J'étais désarçonnée parce que cette femme faisait toujours en sorte de foutre ma vie en l'air avec son beau visage, ses yeux bordés d'étoiles et sa bouche en cœur. J'étais entrée dans cette boîte dans l'espoir de pouvoir me détendre de ma journée et voilà que je la croisais. Je me fondais dans la foule et trouvais un endroit pour m'asseoir et boire. Cependant, j'avais fais en sorte qu'elle soit dans mon champ de vision sans vraiment m'en rendre compte. Je la surveillais du coin de l'œil et attendais ce moment fatidique où elle se lèverait pour rejoindre une belle inconnue, l'inviter à danser pour me rendre jalouse et me faire fulminer. Je bus une nouvelle gorgée et elle se tournait vers moi, me trouvant quasi-instantanément malgré l'obscurité et les stroboscopes. Je crois qu'à cet instant précis, une seule question tournait en boucle dans mon esprit ; que me voulait-elle ? C'était vrai cela merde, elle m'avait abandonné, m'avait fait mal à en crever et la voilà qui réapparaissait pour me tourner autour comme un vautour ! Je n'avais rien demandé.

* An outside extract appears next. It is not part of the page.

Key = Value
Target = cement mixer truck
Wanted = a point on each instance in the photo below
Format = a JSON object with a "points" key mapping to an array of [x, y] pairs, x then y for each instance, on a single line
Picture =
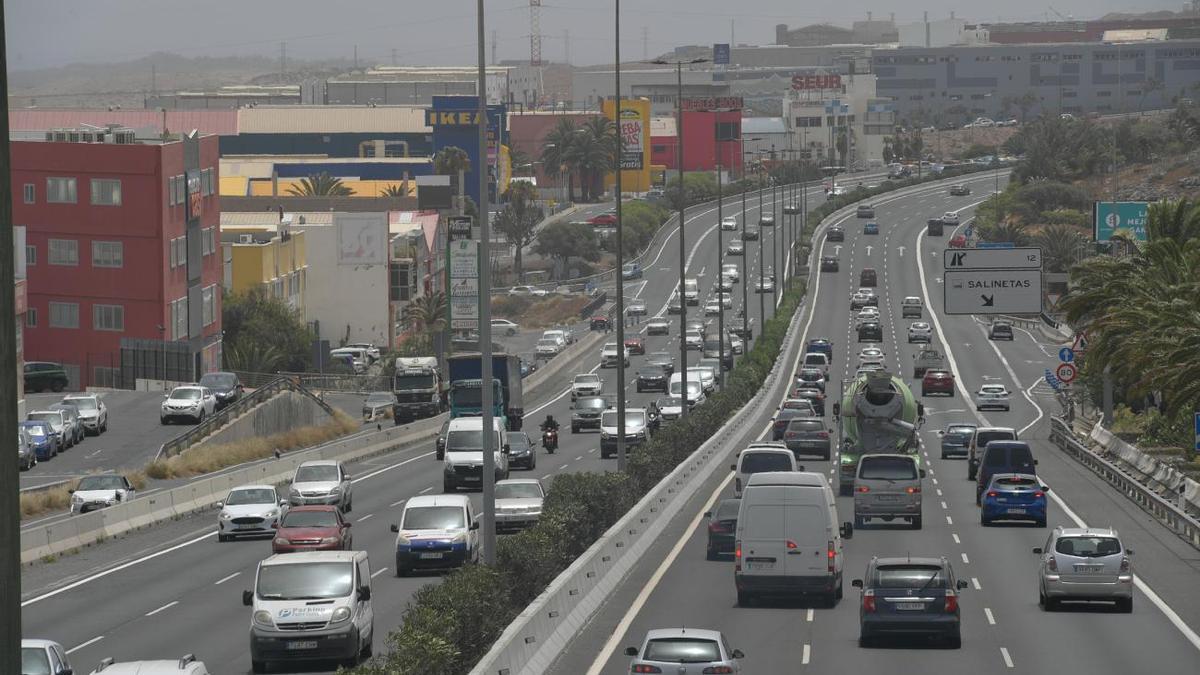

Elle n'avait pas bougé de son tabouret, elle me regardait tout comme je l'observais droitement dans les yeux malgré les ombres dansantes qui parfois obstruaient notre jeu de regard. Elle apportait de temps en temps son verre à ses lèvres qui semblaient presque embrasser les parois glacées. J'étais jalouse, jalouse de ne pas pouvoir y goûter. Jalouse de ne pas pouvoir comme autrefois, les savourer.
J'étais toujours avachie sur ma banquette, une main dans ma poche avant de jean, l'autre tenant ma bière. Je la fixais comme pour la provoquer. Puis soudain, ce fut vers moi qu'une inconnue se tourna. « Tu veux danser ? » avait-elle demandé au creux de mon oreille. Je l'avais consulté du regard, comme pour lui en demander la permission. Ses lèvres avaient esquissé un « o »de surprise et ses yeux étaient plus durs et menaçants. J'avais alors accepté en souriant, dévoilant toutes mes dents, sans jamais la quitter des yeux un seul instant. Je m'étais levée et j'avais pris la main de la jeune demoiselle pour l'emmener sur la piste. J'avais fais en sorte de me coller à elle sans pour autant la toucher. Juste la frôler. Je me déhanchais doucement, n'ayant jamais réellement eu le don d'une danseuse professionnelle. Je me fichais un peu de la brune ou blonde qui se trémoussait devant moi, celle que je voulais, c'était elle. Elle qui continuait de me fixer avec son calme déstabilisant, souriant en coin comme pour se moquer, une nouvelle cigarette coincée entre ses lèvres. De nous deux, il m'avait semblé être celle qui fulminait le plus parce qu'elle avait toujours eu cet air indifférent.
Puis soudain elle avait disparu du bar. Le tabouret était vide, le verre abandonné. Elle était partie et m'avait une nouvelle fois délaissée. Tout en dansant, je regardais chaque femme comme pour la retrouver mais finalement je me demandais si je n'étais pas fatiguée, si je n'avais pas rêvé. C'était courant de rêver, d'imaginer une personne qui nous manquait à tel point qu'on finissait presque par croire qu'elle revenait, qu'elle était là et qu'elle allait nous serrer en disant «ça va aller, je suis là, je vais rester. » Je me désespérais d'être restée autant accrochée à elle. Je me faisais une raison, j'avais déjà trop bu et la journée avait été chargée. Je voyais des mirages, je devenais cinglée.